If you don't back up your data to the cloud, you risk losing everything you've saved locally. With a cloud-based server, though, all of the data you've uploaded to the cloud is secure and available from any device with an internet connection, even if your primary computer isn't working.
Automatic Software Updates
There is nothing more annoying and inconvenient than having to wait for device updates to be installed while you have a lot on your plate. Instead of requiring an IT department to conduct a manual organization-wide update, cloud-based systems automatically refresh and update themselves. This saves time and money for IT workers that would otherwise be spent on outside IT consultation. According to PCWorld, 50% of cloud adopters cite the need for less internal IT resources as a cloud advantage.

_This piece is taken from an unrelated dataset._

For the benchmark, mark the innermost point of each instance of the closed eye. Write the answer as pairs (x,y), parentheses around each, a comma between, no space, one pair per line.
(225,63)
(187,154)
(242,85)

Although cloud computing is becoming more common, some people still prefer to keep their data on their own computers. That's their preference, but it puts them at a significant disadvantage when competing with others who have access to the cloud's benefits. You'll be farther down the learning curve by the time your rivals catch up if you adopt a cloud-based solution before they do. According to a recent Verizon survey, 77 percent of companies believe cloud technology gives them a competitive advantage, with 16 percent believing it is meaningful.
Given the current state of the atmosphere, it is no longer sufficient for businesses to put a recycling bin in the breakroom and say that they are helping the environment. True sustainability necessitates strategies that fix waste at all levels of a company. Cloud hosting is more environmentally friendly and leaves a smaller carbon footprint.
Cloud infrastructures promote environmental proactivity by powering virtual resources rather than physical goods and hardware, minimizing paper waste, improving energy efficiency, and reducing computer-related pollution (given that workers can access it from anywhere with an internet connection). Based on the adoption of cloud storage and other virtual data options, a Pike Research study projected that data center energy consumption would drop by 31% from 2010 to 2020.